A close examination of wealth in the U.S. finds evidence of staggering racial disparities. At $171,000, the net worth of a typical white family is nearly ten times greater than that of a Black family ($17,150) in 2016. Gaps in wealth between Black and white households reveal the effects of accumulated inequality and discrimination, as well as differences in power and opportunity that can be traced back to this nation’s inception. The Black-white wealth gap reflects a society that has not and does not afford equality of opportunity to all its citizens.
I don't love playing the who can find the best stats game, but I just Googled it and Master Google says the average net worth of
an individual American is something like $692,000. I find that number staggering since a scant time ago I remember fun facts that sounded more like half of Americans have a negative net worth. Of course perhaps the figures get messed with to include or not include certain data. For instance if you're talking about average Americans it would include everyone (presumably over the age of 18?), whereas white people obviously only includes white people. Depending on your selection method you might or might not be including people like Jeff Bezos and Bill Gates in your calculations, which in terms of actually assessing how things are in America is pretty useless. Switching to median net worth USA it comes out as $97,000
per household, a far cry from $692,000
per person. I don't know where Master Google is getting these numbers but anyone I have my doubts about exactly what these figures mean.
But let's leave the Google-fu aside and look only at your figure: if the 'white household' figure includes Jeff Bezos then it's obvious (to me) that this will skew things. But you do list two scenarios that affect the landscape: old money (or leverage), and new opportunities. The former is interesting because it's true that a couple of generations alone will probably not fix this aspect of it no matter what the laws are (within reason) and no matter how well or poorly anyone acts. It can take a while to accumulate a fortune or a power base under normal circumstances outside of very rare cases. The new opportunities side of it seems most relevant if you're taking a young black kid and a young white kid and comparing what they can expect out of life. I don't really know how an average (or even median) net worth figure is going to be able to disentangle the 'old money and power' side of it from the new opportunities side of it. I guess for the sake of this definition we'll define new opportunities as 'all things being equal how well do they do.' The problem here is that looking at aggregate figures won't - in the short term - help you to easily see how well they do all things being equal, because all the data from where things
are not equal gets figured into it.
The good response now would be - aha! the fact that things are not equal is exactly the point! Well, yes, but in what way? Unequal in the sense that having had a head start the old money families will be tough to catch up with? That's true, but also not that relevant to a young black kid. Unequal in the sense that starting out poor puts you at a disadvantage? This one I would agree with, since it could affect the ability to have a stable enough life to get through school, go through college, etc. So I would definitely be happy to agree with an argument that poverty puts people at a disadvantage, and history of poverty for an ethnic group certain makes it hard for them to hit parity in the short term. In the long term, all things being equal, we would expect parity to be reached eventually, or at least asymptotically, assuming their performance is equal to that of a group that had a head start. But what I would like to know is whether a poor white kid has better chances than a poor black kid, all things being equal; and if so, what the impediments were to the black kid. I guess my hunch is that if poverty is such an impediment then a good test for whether the money alone is the issue would be a UBI test, and to see what effect that has. Take the baseline out of the equation by making sure having money for food and rent isn't an issue, then see how things go after that for the white and black kids.

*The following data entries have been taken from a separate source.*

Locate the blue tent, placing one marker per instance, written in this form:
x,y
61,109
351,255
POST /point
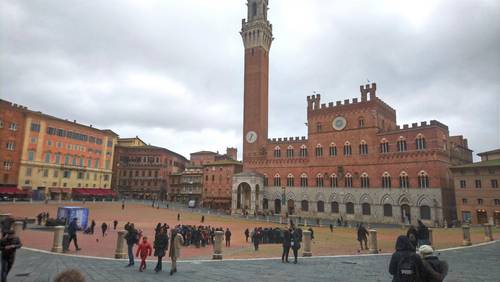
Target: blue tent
x,y
68,213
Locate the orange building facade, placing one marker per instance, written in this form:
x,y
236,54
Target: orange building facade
x,y
477,189
356,161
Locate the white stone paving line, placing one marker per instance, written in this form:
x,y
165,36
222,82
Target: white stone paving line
x,y
253,259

The problem is right now we have a lot of anecdotal evidence and IMO not much solid basis for knowing what our conclusions should be. Far be it for me to say there is no racism in America, that would be silly. But too quickly people will use stat-fu to make some short circuit analysis and clamor for legal remedy, whereas in reality we know practically zero about economics to my satisfaction, and even less than that about psychology in any hard sense. 'Experts' claim all sorts of overblown stuff that they "know" but I think it's mostly smoke to justify a paycheck. The ability to reasonably calculate why one person has one result in life and why another has another is probably far beyond us, maybe
hundreds of years away. Data is nice, but can be misleading. In fact it might not even be data in the sense of observations as physics means it.
I know, I know, 'color-blind strategies don't work', I guess. I mean, if you're able to find stats to show that the lot of black families hasn't improved since practically Jim Crow then I don't know what to tell you, other than it sounds like voodoo hocus pocus to me. Go look with your own eyes at the state of black people in business, government, science, professions, and you'll really tell me it's just like it was in 1960? That sounds actually crazy to me. Maybe Jeff Bezos and the Waltons are throwing the numbers off, who knows. I mean, it's also possible that certain conditions are creating a huge amount of debt and negative net worth, which is a whole other topic that tbh I haven't studied, but it's only one of many possibilities for how a grand number can come to what it is. Maybe having huge debt means you went to college, which kills your net worth but also increases 'how you're doing in life'; maybe many black people are buried under student debt and this is affect the figures. And hey, if so I'd be on board to criticize the student debt situation. The complexity of it all is staggering, though.